In patients with an existing impairment of liver function, including active chronic hepatitis, there is an increase in the incidence of liver dysfunction during combined antiretroviral therapy. Such patients should be monitored in accordance with standard clinical practice. It is necessary to consider the possibility of suspending or stopping treatment in cases of manifestations of worsening liver disease in such patients.
Concomitant viral hepatitis C
It is not recommended simultaneous use of zidovudine and ribavirin because of the increased risk of anemia.

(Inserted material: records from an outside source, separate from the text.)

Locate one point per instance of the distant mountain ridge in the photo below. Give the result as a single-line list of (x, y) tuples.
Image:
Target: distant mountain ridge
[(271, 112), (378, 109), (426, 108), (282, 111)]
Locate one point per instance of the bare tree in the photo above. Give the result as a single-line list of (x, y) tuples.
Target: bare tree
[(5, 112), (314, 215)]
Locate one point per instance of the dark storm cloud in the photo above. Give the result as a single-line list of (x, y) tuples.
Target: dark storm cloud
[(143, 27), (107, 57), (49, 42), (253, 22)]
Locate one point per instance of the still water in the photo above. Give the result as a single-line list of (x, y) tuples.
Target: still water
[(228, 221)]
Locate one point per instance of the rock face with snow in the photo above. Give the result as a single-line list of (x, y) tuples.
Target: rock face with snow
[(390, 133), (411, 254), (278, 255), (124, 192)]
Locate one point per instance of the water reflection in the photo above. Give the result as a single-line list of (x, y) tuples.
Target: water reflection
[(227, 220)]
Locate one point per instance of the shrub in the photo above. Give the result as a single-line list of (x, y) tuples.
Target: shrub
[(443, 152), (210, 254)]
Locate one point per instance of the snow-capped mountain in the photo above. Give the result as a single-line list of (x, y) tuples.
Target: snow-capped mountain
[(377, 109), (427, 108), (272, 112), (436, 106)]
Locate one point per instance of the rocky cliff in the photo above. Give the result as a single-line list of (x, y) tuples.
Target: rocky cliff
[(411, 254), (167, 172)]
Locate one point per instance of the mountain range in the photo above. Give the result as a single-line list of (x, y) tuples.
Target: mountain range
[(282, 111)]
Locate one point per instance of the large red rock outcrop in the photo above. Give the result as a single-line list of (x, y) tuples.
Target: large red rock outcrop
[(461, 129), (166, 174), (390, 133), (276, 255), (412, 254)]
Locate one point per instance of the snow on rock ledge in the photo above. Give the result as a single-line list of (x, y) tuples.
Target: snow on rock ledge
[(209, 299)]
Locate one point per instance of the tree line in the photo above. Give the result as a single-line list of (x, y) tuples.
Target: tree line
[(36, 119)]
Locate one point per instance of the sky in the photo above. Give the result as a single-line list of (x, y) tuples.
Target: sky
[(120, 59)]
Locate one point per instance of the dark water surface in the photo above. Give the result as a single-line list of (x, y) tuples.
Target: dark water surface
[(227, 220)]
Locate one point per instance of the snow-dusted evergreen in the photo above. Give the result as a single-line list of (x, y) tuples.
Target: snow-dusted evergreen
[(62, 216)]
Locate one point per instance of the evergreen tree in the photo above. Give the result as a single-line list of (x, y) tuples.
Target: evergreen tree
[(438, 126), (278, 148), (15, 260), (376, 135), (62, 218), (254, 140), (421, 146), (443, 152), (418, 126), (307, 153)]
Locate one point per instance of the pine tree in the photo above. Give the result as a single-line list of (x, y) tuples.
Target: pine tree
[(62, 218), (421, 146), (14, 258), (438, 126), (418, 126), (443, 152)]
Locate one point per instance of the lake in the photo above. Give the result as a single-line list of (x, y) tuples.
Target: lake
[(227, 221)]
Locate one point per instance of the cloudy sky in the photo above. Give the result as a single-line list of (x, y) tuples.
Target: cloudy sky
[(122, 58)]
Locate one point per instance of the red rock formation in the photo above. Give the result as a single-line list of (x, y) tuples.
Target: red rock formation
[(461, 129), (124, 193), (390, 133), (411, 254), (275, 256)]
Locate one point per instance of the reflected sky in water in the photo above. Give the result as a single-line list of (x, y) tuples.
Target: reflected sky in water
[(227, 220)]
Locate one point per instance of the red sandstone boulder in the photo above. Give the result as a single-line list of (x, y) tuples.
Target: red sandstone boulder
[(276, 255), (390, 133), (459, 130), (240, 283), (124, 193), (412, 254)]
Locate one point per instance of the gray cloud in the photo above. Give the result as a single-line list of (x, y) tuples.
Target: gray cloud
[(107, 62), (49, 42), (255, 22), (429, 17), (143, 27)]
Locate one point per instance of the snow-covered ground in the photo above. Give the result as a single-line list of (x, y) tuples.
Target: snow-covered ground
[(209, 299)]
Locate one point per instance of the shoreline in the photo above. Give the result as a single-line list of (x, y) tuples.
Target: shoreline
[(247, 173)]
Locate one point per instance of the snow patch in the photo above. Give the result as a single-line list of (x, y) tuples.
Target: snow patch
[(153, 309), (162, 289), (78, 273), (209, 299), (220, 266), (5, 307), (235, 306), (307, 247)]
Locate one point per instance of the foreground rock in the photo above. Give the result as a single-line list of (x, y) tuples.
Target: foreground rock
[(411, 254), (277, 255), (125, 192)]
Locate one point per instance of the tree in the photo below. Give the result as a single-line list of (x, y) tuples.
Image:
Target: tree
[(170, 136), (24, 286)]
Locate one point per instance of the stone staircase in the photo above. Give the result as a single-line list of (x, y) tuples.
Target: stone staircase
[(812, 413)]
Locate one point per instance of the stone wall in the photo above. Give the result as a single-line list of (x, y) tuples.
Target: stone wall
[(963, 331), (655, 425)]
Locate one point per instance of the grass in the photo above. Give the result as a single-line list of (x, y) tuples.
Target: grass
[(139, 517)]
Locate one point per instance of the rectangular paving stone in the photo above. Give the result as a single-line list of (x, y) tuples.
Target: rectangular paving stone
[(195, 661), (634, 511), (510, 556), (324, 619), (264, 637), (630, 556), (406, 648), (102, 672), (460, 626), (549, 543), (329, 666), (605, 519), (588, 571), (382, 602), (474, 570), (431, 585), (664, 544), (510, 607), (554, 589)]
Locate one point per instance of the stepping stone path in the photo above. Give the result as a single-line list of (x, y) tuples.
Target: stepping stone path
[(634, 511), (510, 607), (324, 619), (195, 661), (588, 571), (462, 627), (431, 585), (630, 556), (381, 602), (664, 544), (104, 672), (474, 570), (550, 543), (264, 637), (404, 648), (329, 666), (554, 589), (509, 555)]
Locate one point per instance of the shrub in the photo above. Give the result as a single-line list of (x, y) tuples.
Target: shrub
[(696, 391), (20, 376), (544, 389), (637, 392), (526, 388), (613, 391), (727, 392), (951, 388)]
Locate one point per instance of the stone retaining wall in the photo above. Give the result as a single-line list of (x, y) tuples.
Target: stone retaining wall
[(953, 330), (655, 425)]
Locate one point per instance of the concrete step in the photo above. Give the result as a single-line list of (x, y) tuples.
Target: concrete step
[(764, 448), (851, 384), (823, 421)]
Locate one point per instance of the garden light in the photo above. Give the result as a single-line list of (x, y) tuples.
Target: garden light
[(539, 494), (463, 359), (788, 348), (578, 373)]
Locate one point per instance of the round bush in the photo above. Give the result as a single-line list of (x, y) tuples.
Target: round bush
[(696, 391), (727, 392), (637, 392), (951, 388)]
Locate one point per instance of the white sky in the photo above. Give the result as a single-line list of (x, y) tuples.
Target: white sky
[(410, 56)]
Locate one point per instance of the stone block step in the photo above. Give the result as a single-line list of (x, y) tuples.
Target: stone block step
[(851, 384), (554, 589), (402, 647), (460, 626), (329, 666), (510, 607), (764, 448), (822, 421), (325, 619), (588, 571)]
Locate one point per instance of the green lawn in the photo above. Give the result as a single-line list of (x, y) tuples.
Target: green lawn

Mitochondrial dysfunction due to intrauterine exposure
Analogues of nucleosides and nucleotides are able to influence the mitochondrial function to a varying degree, which is most clearly manifested when stavudine, didanosine and zidovudine are used; mainly this refers to treatment regimens including zidovudine. The main undesirable reactions were hematologic disorders (anemia, neutropenia) and metabolic disorders (hyperlactatemia, hyperlipazemia). These undesirable reactions, as a rule, were transient. Rare neurological disorders with late onset are recorded (hypertension, convulsions, behavioral disorders). Whether these neurological disorders are transient or permanent, is currently unknown. The probability of mitochondrial dysfunction should be considered in any child exposed to intrauterine exposure to nucleoside and nucleotide analogues, with marked clinical symptoms of unclear etiology, in particular neurological disorders. The presented data do not influence the current national recommendations on the use of antiretroviral therapy in pregnant women for the prevention of vertical transmission of HIV infection.
Osteonecrosis
Despite the fact that the etiology of this disease is multifactorial (including the use of corticosteroids, alcohol consumption, severe immunosuppression, higher body mass index), cases of osteonecrosis of the most frequently observed in patients with advanced HIV infection and / or long-receiving combination antiretroviral therapy. Patients should consult a doctor if they experience pain and joint stiffness or difficulty in moving.